The danger, if the calculating thinking dominates, is that the relationship of humans to the world changes: The world becomes seen as nothing more than a resource for human exploitation, and the human loses himself in subjection to the ever-increasing speed of technological advance. To again find himself, his own rootedness and autochthony again, humans need Gelassenheit (releasement, composure) toward things and openness toward mystery. For the openness to mystery in meditative thinking is constitutive for the essence of human beings.

This reminds of Klaus Nürnbergers book, Regaining Sanity for the Earth: Why Science Needs Best Faith to Be Responsible, Why Faith Needs Best Science to Be Credible (2011). The technical, calculating, instrumental thinking of our time needs to be supplemented, and indeed contained, by an awareness of values deeper than utility for survival, of something greater than we are – of a mystery.

It is this openness to something more than that which is necessary for survival that I mean when I coin the term homo credente – the person of faith, the human being which finds itself in relation to something greater, from which it derives itself and to which it returns. It is this more that enables us to experience the world not only in terms of utility but to have experiences of beauty, of wonder, when we see moonlight on the sea or the opening of a flower, or a bird singing. It is this more than utility and domination that informs the novel of Frisch and the philosophy of Arendt and Heidegger.

In the discourse of science and religion, the attempts to include the mystery of the ‘more’, the transcendent, into the ambit of a scientific understanding of the world have not led to any definite answers. I suggest that this is necessarily so: The sciences, which proceed on the basis of measurability and repeatability, fundamentally are associated with calculating thinking, with reason in as far as it relates to instrumental domination of the world. The close co-operation of science and technology is indeed part of their very nature. But humans do not, and cannot, live only in order to acquire the instruments that ensure their survival and domination of their world. To the contrary, humans need purpose so that what they do in their life, including the use that they make of the world, may have meaning.
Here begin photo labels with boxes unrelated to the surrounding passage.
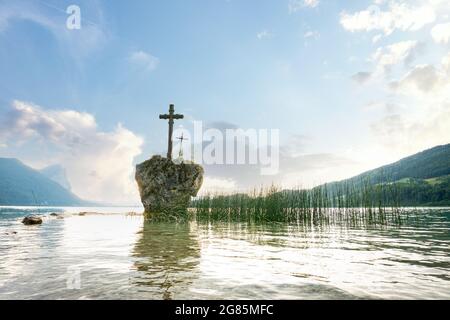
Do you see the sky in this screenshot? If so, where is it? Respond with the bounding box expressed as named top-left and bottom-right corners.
top-left (0, 0), bottom-right (450, 204)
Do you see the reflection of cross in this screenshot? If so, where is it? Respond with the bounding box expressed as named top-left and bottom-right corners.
top-left (159, 104), bottom-right (184, 159)
top-left (177, 133), bottom-right (188, 158)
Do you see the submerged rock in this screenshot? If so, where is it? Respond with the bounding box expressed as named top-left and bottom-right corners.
top-left (22, 216), bottom-right (42, 226)
top-left (135, 156), bottom-right (203, 219)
It is in relation to something more than mere survival that humans can make meaningful sense of their world. It is the self-definition in this relation – for humans are fundamentally social beings of relationship – to the transcendent, to the mystery out of which, and to which one lives that I denote by speaking of homo credente.

It is, I can imagine, this intimation of mystery which drove H. naledi to carefully and with great difficulty carry their kin the difficult passage to the deep, dark cave in the bowels of the earth. Acknowledging a mystery out of which we come, to which we are in relation, and which is both our ultimate source and destiny, should lead us to think about the world differently and to relate to it differently. If the mystery is greater, then not our mastery over the world but our trust in and accountability to that which is greater should form our underlying attitude. I believe we need to recover this awareness of mystery so that the ever-advancing, ever-quicker development of technology does not rule over us, and causes us to destroy an earth which we see as but a resource for our needs, but can be used by us without skewing our humanity, and can be constrained by us to not destroy the earth, on which we are dependent for our survival. If the surprising configuration of bones in the Dinaledi cave, and the discovery of the hominin H. naledi, would lead us to at least question our self-definition as Homo sapiens, in the direct descent from H. ergaster, and therefore our reason as instrumental domination, then indeed this discovery might be more than just interesting. It could be salutary.


Competing interests

The author declares that he has no financial or personal relationships which may have inappropriately influenced him in writing this article.